MicroHorror

July 28, 2008

A Bright Shiny Night

It seems to be working faster tonight. We only took the dose half an hour ago, and even now I can begin to feel the rush. My heart beats faster, my skin feels warmer, the lights shine brighter. Their electric glow is almost too bright. I look at Amy and can tell she feels it too. I look out of the window.
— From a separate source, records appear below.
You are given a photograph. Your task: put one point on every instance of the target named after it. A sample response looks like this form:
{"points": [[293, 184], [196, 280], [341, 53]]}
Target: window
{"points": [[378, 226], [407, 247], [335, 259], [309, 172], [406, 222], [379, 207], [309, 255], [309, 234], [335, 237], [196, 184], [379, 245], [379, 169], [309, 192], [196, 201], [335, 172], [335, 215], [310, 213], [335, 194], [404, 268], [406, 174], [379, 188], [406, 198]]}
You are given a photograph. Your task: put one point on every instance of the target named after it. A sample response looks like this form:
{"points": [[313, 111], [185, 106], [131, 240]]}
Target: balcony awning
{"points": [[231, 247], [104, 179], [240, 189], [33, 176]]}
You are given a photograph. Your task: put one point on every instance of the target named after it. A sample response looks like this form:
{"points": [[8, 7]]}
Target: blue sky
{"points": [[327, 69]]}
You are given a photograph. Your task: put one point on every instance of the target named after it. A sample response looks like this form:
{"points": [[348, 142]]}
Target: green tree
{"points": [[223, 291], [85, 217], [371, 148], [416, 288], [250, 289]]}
The snow has stopped and it’s now a bright, clear winter’s night, the stars glinting and the moon gleaming low over the apartment blocks. The night looks so wonderful I want to be out in it, to feel the light on my skin, a cool clear light from above, not the tawdry imitation made by man. The cold holds no fears. My skin is warm and fresh. Nothing can chill it.

“Let’s go out onto the roof,” I say to Amy. She nods, smiling. She must sense the same urge, something in the trip drawing us up and out into the night. To see it, to breathe it in, to become it.

We hurriedly climb the stairs, and head out, through the fire escape, onto the roof. It feels wonderful. The dark, the glow of the moonlight, the stars, the dusting of snow reflecting it all back. I can nearly feel the starlight on my skin. I have to feel it on my skin. I start to remove my shirt, then my pants and underclothes. Amy is doing the same. We’re both excited now. The drug seems to be taking us somewhere different tonight. Not just the euphoria and energy we had before, but outwards, into something bright and new, into space perhaps.

I look down, and realise there is snow beneath my naked feet, but it’s not cold. It’s fluffy, inviting, comfortable. I lie back into its woolly embrace, staring up at the stars, the stars that seem so nearly right in some way. They talk to me. Are talking to us both, but the sound won’t come in. We need to let it in.

“What can we do to let it in?” asks Amy. “I want to hear the stars sing to me.”

I remember something. I’d forgotten. I’d bought something for this, I realize. Something had told me this would happen. I reach down to my discarded pants, and there I find the two survival knives I bought just the other day.

I pick one up, and give it to Amy. She stares raptly at the blade, so sharp, so clean, so fresh, and then lovingly, tenderly, she makes a precisely shaped cut in my chest. I feel nothing except elation and pleasure as the stars start to reach in to me. I smile, hold Amy close, and we begin to open ourselves up to the shining bright freedom that the sky, the stars and the powder offer us.

I’m connecting to a world beyond our own, and sense something uncoil, stirring in its eternal slumber in the walls between the worlds, tentacular tendrils seeking a way through. And I have a strange realization that the old man on the Innsmouth boardwalk might sell something more than just drugs.

But there is no turning back. We’re committed. The ritual has taken us. Slowly, red mixes with the white fresh snow on the roof. And as we let in the light of the stars, we become darker ourselves. Until nothing is left but the stars and the sky, and some small fragment brought through to make the world a little darker.